Abel Ferreira dá bom exemplo ao se desculpar por expressão racista
Treinador do Palmeiras usou gíria depreciativa contra povos indígenas, mas emitiu comunicado se retratando pelo erro
Em deslize cometido durante coletiva de imprensa após a vitória do Palmeiras sobre o Atlético-GO, nesta quinta-feira, Abel Ferreira utilizou expressão obsoleta e preconceituosa ao explicar o apreço de seu time pela organização defensiva e exaltar a importância do volante Aníbal Moreno.
“Não é uma equipe de índios”, afirmou o treinador, para em seguida sublinhar que o Palmeiras é um time organizado e com equilíbrio defensivo. Em primeiro lugar, o termo “índio” se tornou antiquado e carrega histórica conotação depreciativa. As identificações mais apropriadas atualmente são “povos indígenas” ou “indígenas”.
Por outro lado, a expressão “time de índio” sempre foi banalizada como uma gíria da bola em referência a equipes mal organizadas ou taticamente frágeis.
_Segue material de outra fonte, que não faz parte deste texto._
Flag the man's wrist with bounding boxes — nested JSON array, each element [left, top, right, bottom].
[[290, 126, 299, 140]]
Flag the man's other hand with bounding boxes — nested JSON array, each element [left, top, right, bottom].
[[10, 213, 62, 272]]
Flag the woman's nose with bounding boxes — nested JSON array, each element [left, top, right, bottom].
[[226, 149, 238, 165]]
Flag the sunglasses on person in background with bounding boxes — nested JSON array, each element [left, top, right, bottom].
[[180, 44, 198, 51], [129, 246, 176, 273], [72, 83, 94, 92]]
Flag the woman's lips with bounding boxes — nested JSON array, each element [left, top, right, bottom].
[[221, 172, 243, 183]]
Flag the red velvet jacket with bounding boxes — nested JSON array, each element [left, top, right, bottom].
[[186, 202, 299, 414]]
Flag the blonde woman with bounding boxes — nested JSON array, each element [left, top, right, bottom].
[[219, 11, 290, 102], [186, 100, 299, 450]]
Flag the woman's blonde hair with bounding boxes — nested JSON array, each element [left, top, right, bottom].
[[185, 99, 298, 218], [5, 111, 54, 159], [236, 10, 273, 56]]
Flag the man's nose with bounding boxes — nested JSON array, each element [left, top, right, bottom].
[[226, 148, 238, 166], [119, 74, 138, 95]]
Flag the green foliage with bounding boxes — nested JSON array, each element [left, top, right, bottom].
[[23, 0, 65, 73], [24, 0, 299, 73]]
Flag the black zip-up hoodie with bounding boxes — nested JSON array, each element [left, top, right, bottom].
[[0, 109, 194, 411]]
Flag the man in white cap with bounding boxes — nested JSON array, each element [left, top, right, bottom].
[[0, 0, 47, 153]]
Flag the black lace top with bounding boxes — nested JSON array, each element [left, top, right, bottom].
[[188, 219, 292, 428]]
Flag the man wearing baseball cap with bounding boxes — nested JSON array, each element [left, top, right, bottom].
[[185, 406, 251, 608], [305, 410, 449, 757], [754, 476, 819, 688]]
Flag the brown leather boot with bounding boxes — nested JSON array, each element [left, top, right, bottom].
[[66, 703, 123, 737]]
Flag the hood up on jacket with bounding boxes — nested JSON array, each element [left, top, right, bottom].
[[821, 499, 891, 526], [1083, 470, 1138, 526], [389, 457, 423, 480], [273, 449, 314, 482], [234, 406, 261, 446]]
Em 2019, Abel Braga, então técnico do Flamengo, também recorreu ao jargão preconceituoso ao justificar a necessidade de maior atenção ao sistema defensivo rubro-negro.
Relacionar povos indígenas a estereótipos pejorativos, como ocorre em outra expressão de uso corriqueiro, “programa de índio”, é uma manifestação de racismo, ainda que não se tenha a intenção de ofender a coletividade indígena. Ao ser alertado sobre a carga discriminatória do termo no Brasil, Abel Ferreira tentou se esquivar num primeiro momento, dizendo repudiar toda forma de preconceito, porém sem reconhecer o equívoco.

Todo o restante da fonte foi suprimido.